Victime d’hallucinations auditives, Amer Ghandour extériorise son mal en créant des sculptures sonores. Une symphonie électronique, échaffaudée avec des objets de tous les jours, et propice à l’imagination.
ar intermittence, des sons électroniques s’échappent des sculptures présentées dans la galerie d’art. Une vibration profonde émane d’un objet en forme de nid. Persuadés de déclencher eux-mêmes les sons, les visiteurs agitent les bras, se penchent, tour à tour interloqués et souriants. « Mes machines intriguaient les gens, j’étais mort de rire », raconte Amer Ghandour, qui a exposé ses premières sculptures sonores, il y a quelques années, à Paris, à l’Espace jeunes créateurs du Forum des Halles et à la galerie Carole de Bona.
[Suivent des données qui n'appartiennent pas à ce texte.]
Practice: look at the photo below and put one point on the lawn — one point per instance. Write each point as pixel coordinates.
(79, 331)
Depuis, l’artiste a ajouté de nouvelles pièces à son œuvre. Il ne lui en manque plus qu’une, la onzième, dont il a déjà dessiné le plan : un cylindre muni d’un unique haut-parleur, qui dirait le mot « paix » dans toutes les langues. Le travail d’Amer Ghandour, unique, a ceci d’universel qu’il est une tentative désespérée pour guérir. Car le sculpteur souffre d’une maladie cyclique incurable : par moments, un larsen siffle en continu dans sa tête. « La première fois, j’ai cru que je devenais sourd... » Dès les premiers symptômes, il consulte un oto-rhino-laryngologiste qui met sans peine un nom sur son mal. « Acouphène : sensation auditive anormale (bourdonnement, tintement d’oreille) qui n’est pas provoquée par un son extérieur. »
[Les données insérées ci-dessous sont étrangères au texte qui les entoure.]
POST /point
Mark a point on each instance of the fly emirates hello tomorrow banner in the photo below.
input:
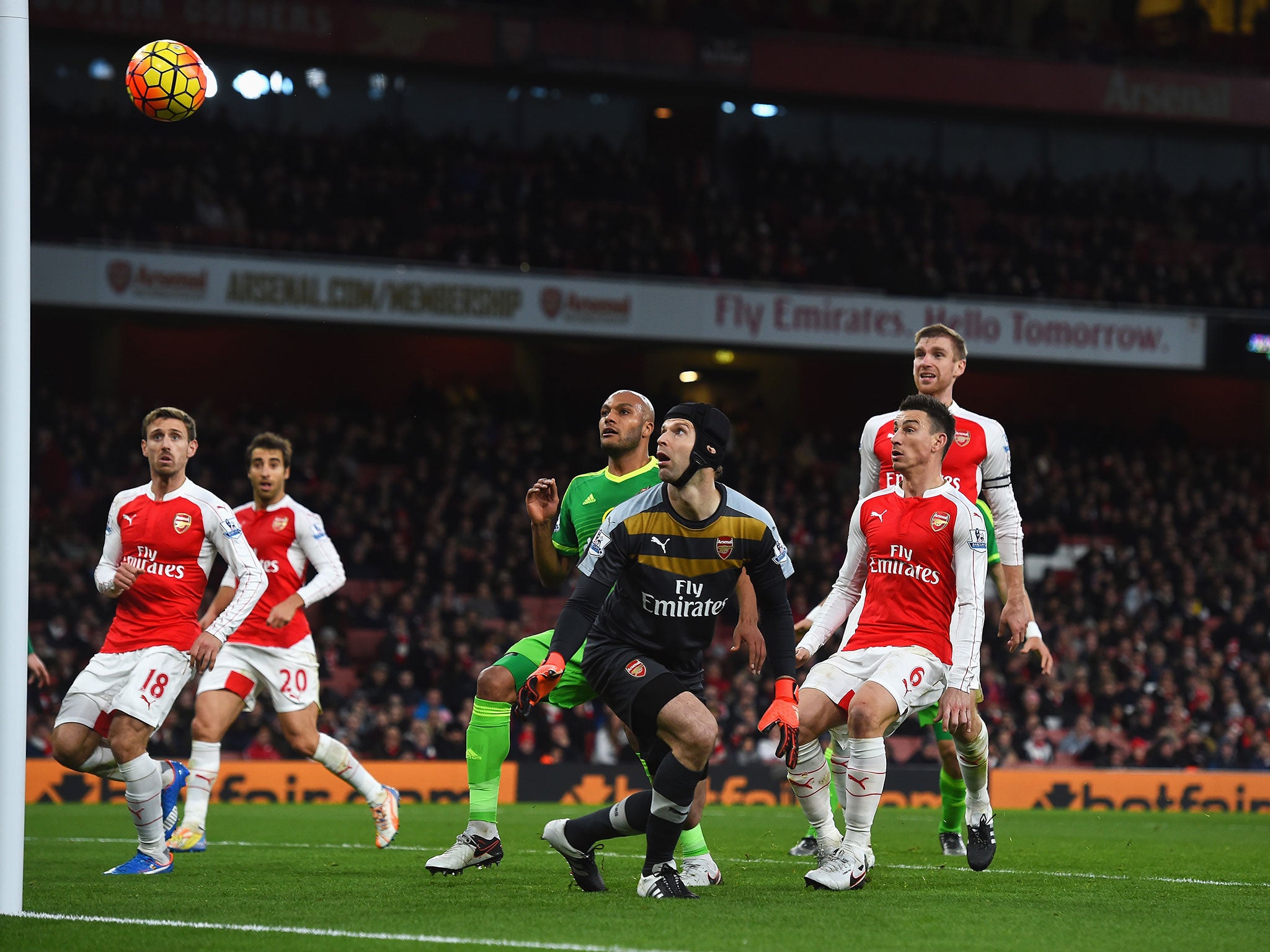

Rien à faire. Amer Ghandour, 40 ans, compositeur de musique électronique, réalisateur de clips et de courts métrages, conseiller musical de Radio France Internationale, est victime d’un mal répandu chez les professionnels de la musique. L’acouphène apparaît généralement à la suite de traumatismes des tympans. Amer Ghandour n’a pas été tendre avec les siens. Il s’est enivré de sons. À Beyrouth, sa ville natale, les transes orientales de la chanteuse Feyrouz ont rythmé son enfance. Plus tard, à Paris, il a fait partie des premiers amateurs de raves et a passé des nuits à danser devant les baffles.
Empreinte digitale
Vivre avec un « biiiiiiiiiiip » dans l’oreille, des jours durant... Angoisse et dépression assurées. Pas de traitement possible : ni les cachets anti-bruit, ni les appareils auditifs à « ultrasons tueurs de sons », ne sont encore au point. « Les acouphènes se déclenchent quand je suis fatigué. Ça s’arrête d’un coup, comme si mon tympan se débouchait. Là, c’est le nirvana total, un vrai moment de silence. » Amer Ghandour affirme avoir découvert, en lisant des revues médicales, que les acouphènes expriment, chez certains, « une version fantasmagorique d’un silence sonore ». C’est pour échapper à ses sons intérieurs qu’Amer Ghandour a décidé d’en fabriquer, afin de les mettre hors de lui symboliquement. Il prend ce qui lui tombe sous la main, un chauffe-plat, des brochettes, une loupe, une bobine, des pinces d’électricien, des bouts de ferraille, une vasque, et donne naissance à des sculptures abstraites. Chacune aura un son, lié à sa nature : « C’est l’empreinte digitale de l’objet », dit-il. Ainsi, Acouphène n°4 est un morceau de branche d’arbre associé à un son « d’aube ou de coucher de soleil ».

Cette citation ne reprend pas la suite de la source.